How appeals work in Idaho
When an Idaho-regulated health plan denies or reduces coverage, the member should receive a written notice. That notice is often called an adverse benefit determination—meaning the plan reviewed the request and decided the care does not meet its rules for medical necessity, setting, level of care, or similar standards (I.C. § 41-5903).
The first step is almost always an internal appeal (sometimes called a grievance): you ask the same insurance company to reconsider. Only after that process finishes—or in limited urgent situations—can many Idahoans request external review through the Department of Insurance.
Step-by-step help for any state: Appeals roadmap and Building a strong appeal packet.
The usual steps
- Read the denial carefully. Note the reason, the date, and the instructions for appealing. If the letter is confusing, call member services and ask for the grievance form and deadline in writing.
- Gather records.Clinical notes, the treating provider's letter, imaging reports, and the plan's medical necessity criteria (you can often request this from the plan).
- File a grievance / internal appeal. Submit by the method the plan requires (mail, fax, portal). Keep proof you sent it—certified mail, fax confirmation, or screenshots.
- Wait for a written decision. If the plan upholds the denial, the final letter must explain your right to external review (I.C. § 41-5905).
- Consider external review. See Idaho external review (DOI).
Many plans have more than one internal level (for example, a clinical review, then a supervisor). Complete each level the plan offers unless you qualify to skip ahead (see below).
How long the carrier has to answer
Deadlines depend on whether the denial is urgent and whether care has already happened. Common timelines:
- Standard internal grievance: Idaho law treats you as having exhausted internal appeal if you filed a grievance and receive no written decision within 35 days (I.C. § 41-5907(1)(b)). Many federal Marketplace plans also use up to 30 days pre-service or 60 days post-service under ACA rules—follow your letter.
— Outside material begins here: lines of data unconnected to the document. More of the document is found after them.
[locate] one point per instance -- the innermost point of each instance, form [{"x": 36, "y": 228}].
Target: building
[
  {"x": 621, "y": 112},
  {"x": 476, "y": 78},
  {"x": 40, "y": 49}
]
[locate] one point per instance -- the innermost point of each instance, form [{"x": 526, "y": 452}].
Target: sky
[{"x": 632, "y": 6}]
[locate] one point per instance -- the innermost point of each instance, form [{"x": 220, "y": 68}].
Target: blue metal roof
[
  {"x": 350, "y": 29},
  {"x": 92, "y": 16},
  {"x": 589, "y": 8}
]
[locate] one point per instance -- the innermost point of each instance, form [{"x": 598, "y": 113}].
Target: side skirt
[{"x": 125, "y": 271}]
- Urgent pre-service or concurrent care: If you do not receive a decision within 3 business days after filing an urgent grievance, you may be able to go to external review (I.C. § 41-5907(1)(b)).
Coverage Rights summarizes Idaho expedited internal appeal as about 3 business days when waiting would seriously jeopardize life, health, function, or cause severe pain (coveragerights.org — Idaho).
If the insurer is late
You may request external review before finishing internal appeal if (I.C. § 41-5907(2)):
- The health carrier agrees to waive internal appeal;
- The carrier did not give you a timely, full, and fair internal process; or
- For urgent care, you apply for expedited external review at the same time as expedited internal review, and waiting would seriously jeopardize life, health, or maximum function.
Document every call and letter. Late insurer decisions can be as important as denials for unlocking external review.
What comes next?
After a final adverse benefit determination, submit a written external review request to the Idaho Department of Insurance within 4 months (120 days)using DOI's form (doi.idaho.gov — external review).
External review is generally for medical disputes (medical necessity, investigational treatment)—not for pure coverage eligibility questions like "you were not enrolled on that date."
Key takeaway
File the internal grievance on time, keep proof, and calendar 35 days (standard) or 3 business days (urgent). Read the final denial for the DOI external review form and HIPAA release—you have 4 months from that final letter to ask DOI for independent review on eligible plans.